You can enable other groups of users to act as proxies by creating a copy of the job role assigned to the users and adding the Impersonate User privilege to the specific role.

Note: When deciding whether or not to assign the Impersonate User privilege to an additional job role, be aware that a proxy user can access all the same data and tasks as the user they impersonate.

Configuring Oracle Loyalty Impersonation Auditing

The impersonation functionality in Oracle Loyalty allows users to temporarily designate another user as a proxy to sign in to the application on their behalf. A proxy user has the same privileges as the impersonated user and has access to all of the impersonated user's personal data. By default, therefore, auditing of proxy user sessions is enabled, even when auditing is disabled for the application. An audit record tracks the user name of the proxy and any transactions performed.

Auditing of proxy sessions is recommended but, if appropriate for your environment, you can disable impersonation auditing by changing the default value of the site-level profile option Audit Impersonation Transaction Enabled.

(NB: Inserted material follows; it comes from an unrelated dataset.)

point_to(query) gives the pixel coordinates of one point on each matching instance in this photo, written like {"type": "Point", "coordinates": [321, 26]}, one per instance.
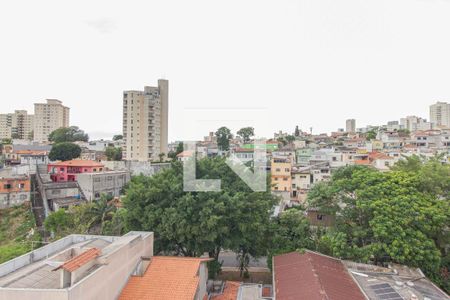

Note: A number of Oracle Loyalty database tables aren't enabled for impersonation transaction auditing. If impersonation auditing is enabled, proxy users can't save transactions that result in changes to the data in those tables. If the administrator disables impersonation auditing using the Audit Impersonation Transaction Enabled profile option, proxy users can change the data in any tables, whether or not the tables are enabled for impersonation auditing.

For additional information about auditing in Oracle Loyalty, including information about the objects that can be enabled for auditing, see the Implementing Loyalty guide on Oracle Help Center at http://docs.oracle.com/.

Configuring Impersonation Auditing

The following procedure describes how to enable or disable impersonation auditing functionality by changing the value of the Audit Impersonation Transaction Enabled profile option.

  1. Sign in to the Oracle Loyalty application with your administrator credentials.

  2. Open Setup and Maintenance and search for the task Manage Administrator Profile Values.

  3. Select the Manage Administrator Profile Values task from the search results list.

    The Manage Administrator Profile Values page appears.

  4. In the Search: Profile Option section, enter Audit Impersonation Transaction Enabled in the Profile Display Name field.

  5. Click Search.

  6. In the Search Results list, select FND_AUDIT_IMPERSONATION_TRANSACTIONS.

  7. In the FND_AUDIT_IMPERSONATION_TRANSACTIONS: Profile Values section, select the Site Profile level and et the value of the Profile Value field to either Yes or No.

  8. Click Save and Close.

Related Topics

FAQs for Terminating Users

How are the records of a terminated Oracle Loyalty employee reassigned

After you terminate an employee in the application, the assignment process automatically excludes the terminated user when it runs again. However, you have to manually handle other reassignments.